In the early 1900’s, the foundations for what was to become Cognitive Behavioral Therapy (CBT) were spearheaded by psychology leaders like behaviorist John B. Watson. However, it wasn’t until the 1960’s that the first successful experiments using CBT were conducted by University of Pennsylvania’s Dr. Aaron Beck. CBT originates from a combination of behaviorism and cognitive therapy psychology practices, with a goal to help patients navigate negative thoughts and personal challenges, focusing on well-being and positive mental health. CBT is based on the concept that your thoughts, feelings, physical sensations, and actions are all interconnected, and that at times negative thoughts and feelings can trap you in a vicious cycle. CBT aims to help patients deal with overwhelming or large-scale problems in a more positive way by breaking them down into smaller parts. A CBT therapist often revolves treatment plans around each individual patient, where a patient reveals both their strengths and weaknesses, while also setting goals for the future. 6 to 12 sessions of CBT are usually the norm to maximize benefit in patients with anxiety and depression, but this can vary according to the patient and to the supporting clinician’s decisions on each case.
CBT is not only used to address and treat mental health struggles — research has also found evidence that it is effective in treating physical health issues such as diabetes, heart disease, chronic pain including joint pain and headaches, as well as insomnia. There is also much promise in terms of advancing the science of CBT to address the needs of specific population groups, such as young people and ethnic minorities, as well as focusing on specific emotions such as envy.
With recent traumatic events such as mass shootings, racial injustice and inequality, and the ongoing impact of the global pandemic, further light is now being shed on the growing mental health crisis in the U.S. In fact, recent data shows 19.86% of U.S. adults or nearly 50 million Americans are currently living with mental illness. That same data also found that of the U.S. adults struggling with mental illness, 56% are not receiving proper treatment. Furthermore, access to in-person mental health treatment is challenging due to clinician shortages and the rising cost of mental healthcare. In recent weeks, U.S. Surgeon General Dr. Vivek Murthy highlighted the urgent need to address healthcare worker burnout, which has resulted from this understaffing, as well as in longer wait times for in-person visits.
To tackle these ongoing struggles, more people are turning to health solutions like CBT and Internet-based Cognitive Behavioral Therapy (iCBT) to help minimize the negative mental health impact many are currently facing. iCBT follows the same principles as CBT but through an easily accessible, digital format. In fact, we saw in our recent research that most patients are continuing to seek virtual care for their mental health needs, a trend accelerated by the pandemic. Through its 24/7 flexibility, users can access iCBT resources from anywhere using a smart phone, tablet, or desktop. For people who might live in rural settings, lack transportation, have unpredictable schedules, or face other challenges accessing healthcare, iCBT provides a continuous support system which allows patients to return to the psychoeducational materials and tools any time they need to.

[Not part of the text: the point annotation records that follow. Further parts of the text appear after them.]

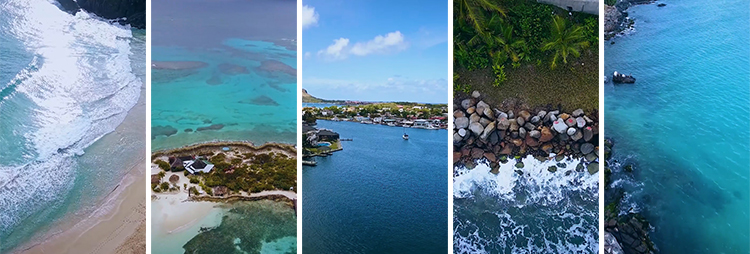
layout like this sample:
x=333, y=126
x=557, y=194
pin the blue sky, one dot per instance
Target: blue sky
x=376, y=50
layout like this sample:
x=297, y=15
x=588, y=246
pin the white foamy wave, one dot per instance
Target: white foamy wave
x=81, y=87
x=535, y=212
x=542, y=184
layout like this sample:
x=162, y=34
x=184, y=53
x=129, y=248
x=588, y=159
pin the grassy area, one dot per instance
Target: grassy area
x=570, y=86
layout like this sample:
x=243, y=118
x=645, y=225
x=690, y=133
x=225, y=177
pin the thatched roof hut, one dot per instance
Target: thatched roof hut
x=220, y=190
x=174, y=178
x=155, y=179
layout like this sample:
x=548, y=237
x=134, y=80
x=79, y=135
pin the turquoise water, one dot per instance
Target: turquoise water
x=539, y=212
x=230, y=96
x=65, y=83
x=381, y=194
x=684, y=123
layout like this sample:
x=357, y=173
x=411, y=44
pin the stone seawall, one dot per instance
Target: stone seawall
x=483, y=131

When it comes to iCBT effectiveness, the data is very clear. One study showed anxiety and depression symptoms in participants were cut in half and remained so even 12 months after the start of iCBT treatment. Additionally, one of our studies found recovery rates in participants were high and in line with face-to-face therapy. These findings are encouraging and provide one solution to the current mental health crisis people in all age groups are facing. By exposing more people in need of mental health treatment to solutions like CBT and iCBT, we can improve overall health outcomes and see rates of mental health conditions decline.

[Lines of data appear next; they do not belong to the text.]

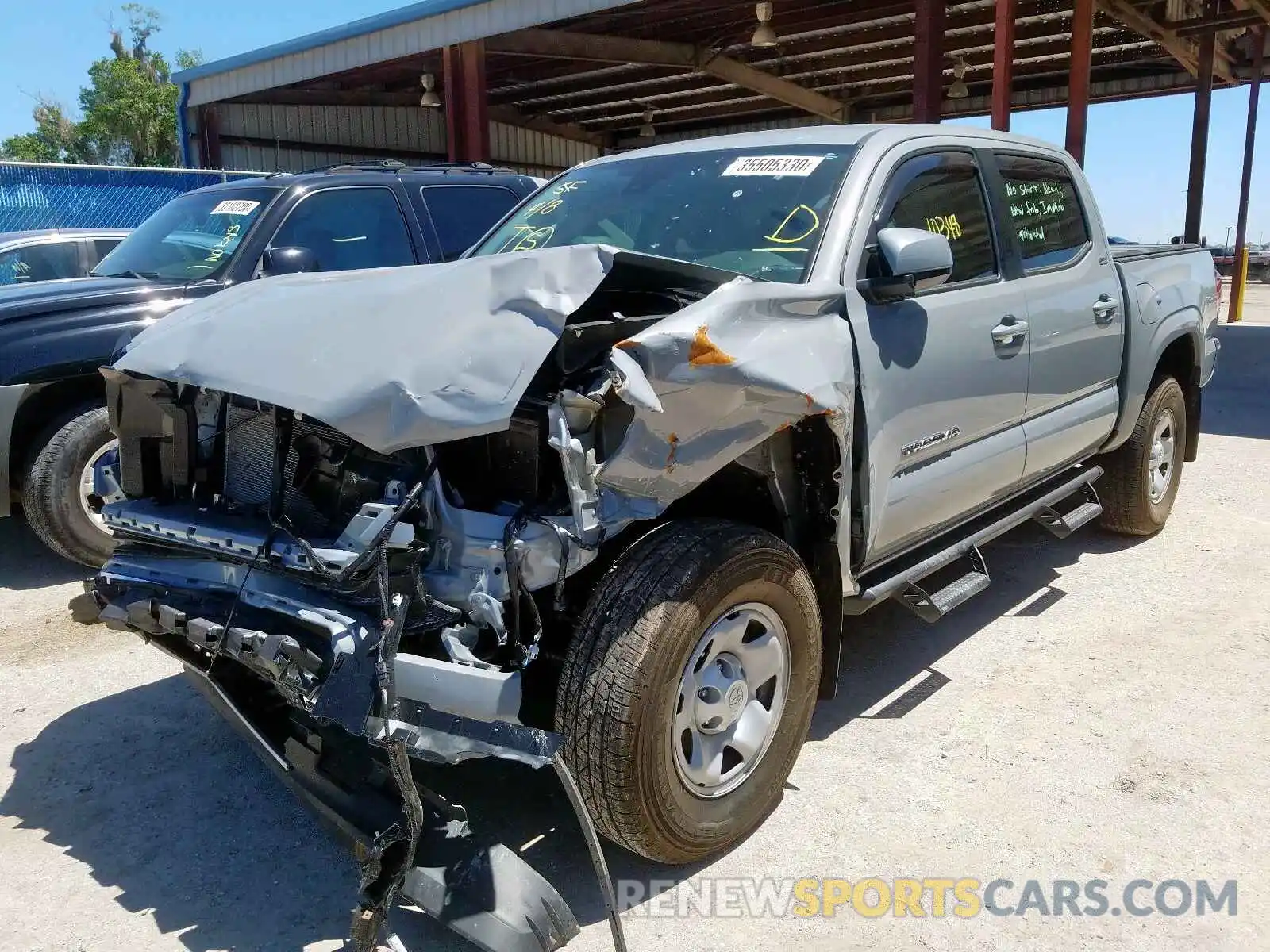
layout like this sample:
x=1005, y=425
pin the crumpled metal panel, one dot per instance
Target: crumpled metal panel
x=728, y=371
x=394, y=357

The evolution of CBT has helped pave the way for the growth of digital solutions like iCBT, and as we look toward the future these therapeutic approaches show no sign of slowing down. Market research predicts the digital therapeutics market will be worth nearly $36 billion by 2030. By continuing to prioritize research in the mental health field, digital interventions will only become increasingly accessible. As this type of growth continues, we can ensure people everywhere have access to evidence-based mental healthcare to combat our growing mental health crisis in the U.S.